Review Summary: Taking Neue Deutsche Härte to new levels, Eisbrecher expands the role of industrial synth in place of the guitar to create a good collection of catchy songs for the industrial/industrial metal fan.1 of 1 thought this review was well written
Rammstein, everyone who has a taste for metal and/or industrial has heard of them. A band looming large over the Neue Deutsche Härte genre, they have almost single-handedly defined it from its vague roots formed by Oomph in their sophomore release Sex. Beneath the Brobdingnagian image of militaristic Germans pounding their collective mechanical heads to powerful, forceful riffs and heavy, throbbing, bass-laced drums lies lesser known acts however, those largely unknown to audiences outside Germany and Europe. One of these lesser acts is Eisbrecher, composed largely of Alexx Wesselsky and Noel Pix and formed in 2003, with their debut self-titled being released in 2004.
Upon first listening Eisbrecher does not differ much from the basic formula nurtured and grown throughout Rammstein's career of pounding drums and distorted guitar riffs played out with almost a mechanical proficiency to loudly barked vocals and weaving, catchy synth lines. Tracks like Angst? and Dornentanz wouldn't be difficult to imagine on such outings as Sehnsucht or Reise, Reise, hardly deviating from these staples in their head moving beats, forceful riffs and deep vocals reminiscent of past albums. It's only on Schwarze Witwe and Fanatica that Eisbrecher begin to separate themselves from the Rammstein image. Synth lines dominate these songs, sacrificing riffs for more fluid melody, taking the headbanging and turning it into dance more associated with industrial clubs. In Schwarze Witwe especially the opening electronics leads into synthetic female vocals, quickly forming around the voice of Alexx Wesselsky to create a piece that will have some part of your body moving before the first chorus ends. Fanatica takes the 'clubbiness' up a notch, almost completely ignoring guitars to create catchy verses based around a ceaseless drum line which lead into an English-spoken chorus climaxing with a simple yet oh so satisfying guitar solo.

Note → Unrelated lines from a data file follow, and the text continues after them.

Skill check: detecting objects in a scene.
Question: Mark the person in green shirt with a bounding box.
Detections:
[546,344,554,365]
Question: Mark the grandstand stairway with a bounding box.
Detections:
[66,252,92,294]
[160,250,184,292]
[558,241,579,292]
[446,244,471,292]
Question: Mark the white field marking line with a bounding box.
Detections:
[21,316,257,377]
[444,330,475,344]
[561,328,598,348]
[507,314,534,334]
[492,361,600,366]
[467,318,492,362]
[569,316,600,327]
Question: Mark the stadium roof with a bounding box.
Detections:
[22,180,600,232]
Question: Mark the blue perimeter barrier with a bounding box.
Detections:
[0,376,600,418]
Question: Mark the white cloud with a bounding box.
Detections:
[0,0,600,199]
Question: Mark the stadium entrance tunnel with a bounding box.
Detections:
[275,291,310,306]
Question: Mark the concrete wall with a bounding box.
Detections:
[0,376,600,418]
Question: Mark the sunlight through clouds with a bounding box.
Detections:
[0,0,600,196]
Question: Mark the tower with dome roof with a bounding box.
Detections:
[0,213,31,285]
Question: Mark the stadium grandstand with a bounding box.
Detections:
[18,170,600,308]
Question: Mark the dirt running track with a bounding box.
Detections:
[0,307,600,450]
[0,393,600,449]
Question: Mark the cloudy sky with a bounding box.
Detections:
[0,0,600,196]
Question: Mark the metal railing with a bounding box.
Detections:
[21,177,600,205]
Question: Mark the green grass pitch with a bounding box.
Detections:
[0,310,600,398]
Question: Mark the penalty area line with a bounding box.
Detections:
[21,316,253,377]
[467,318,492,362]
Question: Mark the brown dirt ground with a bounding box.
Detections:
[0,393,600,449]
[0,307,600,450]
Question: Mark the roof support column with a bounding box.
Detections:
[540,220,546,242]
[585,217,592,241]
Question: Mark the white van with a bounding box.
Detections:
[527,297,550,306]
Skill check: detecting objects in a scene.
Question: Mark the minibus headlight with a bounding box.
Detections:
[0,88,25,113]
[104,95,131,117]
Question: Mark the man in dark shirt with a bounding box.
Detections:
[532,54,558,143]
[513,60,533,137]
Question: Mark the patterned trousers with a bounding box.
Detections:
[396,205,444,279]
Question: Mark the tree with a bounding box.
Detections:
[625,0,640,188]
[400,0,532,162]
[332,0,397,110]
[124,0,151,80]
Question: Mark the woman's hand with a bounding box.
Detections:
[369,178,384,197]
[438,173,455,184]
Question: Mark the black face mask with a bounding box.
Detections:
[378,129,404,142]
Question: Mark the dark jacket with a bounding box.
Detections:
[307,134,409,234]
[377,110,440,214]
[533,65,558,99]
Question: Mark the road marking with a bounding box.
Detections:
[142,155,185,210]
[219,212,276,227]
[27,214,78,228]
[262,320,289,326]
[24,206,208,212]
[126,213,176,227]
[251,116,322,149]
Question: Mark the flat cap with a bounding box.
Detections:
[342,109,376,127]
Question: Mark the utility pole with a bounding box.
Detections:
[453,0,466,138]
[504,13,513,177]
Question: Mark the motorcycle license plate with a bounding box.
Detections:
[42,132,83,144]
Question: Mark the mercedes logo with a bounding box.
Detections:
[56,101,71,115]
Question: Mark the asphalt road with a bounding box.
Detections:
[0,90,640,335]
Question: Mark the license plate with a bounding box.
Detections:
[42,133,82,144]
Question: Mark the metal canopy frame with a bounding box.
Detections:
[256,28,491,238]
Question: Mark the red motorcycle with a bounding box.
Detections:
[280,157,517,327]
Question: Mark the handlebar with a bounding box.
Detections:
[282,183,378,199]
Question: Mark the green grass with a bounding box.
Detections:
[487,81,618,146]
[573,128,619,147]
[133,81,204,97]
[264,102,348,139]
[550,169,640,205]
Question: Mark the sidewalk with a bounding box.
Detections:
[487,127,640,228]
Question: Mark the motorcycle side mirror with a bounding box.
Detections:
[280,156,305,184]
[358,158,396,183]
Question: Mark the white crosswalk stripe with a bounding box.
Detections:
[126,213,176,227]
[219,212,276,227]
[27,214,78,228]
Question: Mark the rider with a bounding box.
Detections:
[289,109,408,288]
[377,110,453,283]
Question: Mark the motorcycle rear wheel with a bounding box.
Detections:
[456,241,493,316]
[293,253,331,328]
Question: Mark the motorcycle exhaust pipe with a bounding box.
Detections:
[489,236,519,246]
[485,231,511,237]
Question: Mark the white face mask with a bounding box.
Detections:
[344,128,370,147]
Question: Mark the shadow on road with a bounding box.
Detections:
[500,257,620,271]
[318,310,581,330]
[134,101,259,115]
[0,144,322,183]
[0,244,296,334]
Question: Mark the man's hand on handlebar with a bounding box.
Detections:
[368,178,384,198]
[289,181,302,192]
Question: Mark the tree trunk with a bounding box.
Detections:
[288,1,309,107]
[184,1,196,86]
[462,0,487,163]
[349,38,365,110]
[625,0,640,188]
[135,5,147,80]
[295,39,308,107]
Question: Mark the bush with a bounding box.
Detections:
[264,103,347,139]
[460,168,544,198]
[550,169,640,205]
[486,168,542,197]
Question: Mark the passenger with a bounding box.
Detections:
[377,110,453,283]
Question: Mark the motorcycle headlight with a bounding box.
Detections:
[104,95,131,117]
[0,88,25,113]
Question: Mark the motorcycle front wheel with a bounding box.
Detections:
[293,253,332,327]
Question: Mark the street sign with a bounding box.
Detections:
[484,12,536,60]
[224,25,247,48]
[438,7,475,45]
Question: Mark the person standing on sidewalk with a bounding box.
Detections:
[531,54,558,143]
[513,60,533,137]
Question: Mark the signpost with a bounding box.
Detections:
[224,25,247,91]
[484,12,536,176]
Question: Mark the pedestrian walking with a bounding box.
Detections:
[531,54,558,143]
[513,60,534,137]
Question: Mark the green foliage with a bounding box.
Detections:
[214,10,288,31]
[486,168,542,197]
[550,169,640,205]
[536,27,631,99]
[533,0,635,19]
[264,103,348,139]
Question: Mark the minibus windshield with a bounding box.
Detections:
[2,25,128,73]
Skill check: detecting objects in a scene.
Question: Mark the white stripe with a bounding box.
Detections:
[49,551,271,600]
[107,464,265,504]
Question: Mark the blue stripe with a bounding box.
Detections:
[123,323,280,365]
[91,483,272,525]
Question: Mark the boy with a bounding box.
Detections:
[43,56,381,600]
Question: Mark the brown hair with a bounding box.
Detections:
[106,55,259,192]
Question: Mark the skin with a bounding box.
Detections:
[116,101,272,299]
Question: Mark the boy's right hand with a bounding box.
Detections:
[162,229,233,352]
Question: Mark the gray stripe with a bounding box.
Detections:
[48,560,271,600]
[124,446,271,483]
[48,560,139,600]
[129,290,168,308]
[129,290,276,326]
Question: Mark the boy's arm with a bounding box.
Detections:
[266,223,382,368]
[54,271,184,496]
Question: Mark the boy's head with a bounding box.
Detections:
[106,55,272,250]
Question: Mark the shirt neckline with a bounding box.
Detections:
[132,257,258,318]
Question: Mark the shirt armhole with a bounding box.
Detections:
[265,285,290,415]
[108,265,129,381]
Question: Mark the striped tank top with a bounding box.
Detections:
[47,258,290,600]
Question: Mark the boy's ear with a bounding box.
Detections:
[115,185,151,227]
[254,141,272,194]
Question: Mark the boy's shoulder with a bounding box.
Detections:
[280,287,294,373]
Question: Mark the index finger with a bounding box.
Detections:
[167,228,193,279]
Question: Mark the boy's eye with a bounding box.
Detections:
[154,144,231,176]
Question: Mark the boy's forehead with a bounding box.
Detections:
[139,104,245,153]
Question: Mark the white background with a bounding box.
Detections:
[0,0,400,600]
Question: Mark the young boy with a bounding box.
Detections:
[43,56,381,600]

Alexx's voice is ultimately what makes this album the success it is, providing the depth and power needed to maintain the NDH image. Without his deep vocals tracks like Mein Blut would lack the teeth needed to stay in one's mind, instead becoming generic industrial fare found on other similar releases. Songs such as Herz steht Still and Zeichen der Venus are almost based entirely around the vocals, using the synth, guitars, and drumbeats only to reinforce the song in the listener's head and give reason to come back for a second listen. While great, Eisbrecher is not without its faults however. The interludes Polarstern, Ruhe, and Hoffnung are superfluous, seemingly misplaced among an album of club-worthy tracks not requiring spacing out. Outings like Sakrileg 11 see Alexx unable to carry the song, leaving a subpar track that wreaks of filler, while moments in Frage leave the listener seeking something more when synth lines and partially sung vocals aren’t enough. Others yet might view the marginalizing of the 'metal' guitar riffs in favour of synth an 'un-metal' move and throw this off another crappy industrial/industrial metal release. Although not perfect to any degree, Eisbrecher is a solid album which shows the softer side of Neue Deutsche Härte (in the words of Till Lindemann, the Tanz-Metall side). By focusing on creating leads, beats and electronic licks that stay in one's head Eisbrecher have produced an album maintaining a newfound catchiness without forgetting its NDH roots. Given time to work out their kinks it is not unreasonable to assume Eisbrecher could reach some level of fame. Any fan of NDH/industrial/industrial metal is recommended to give this one a go.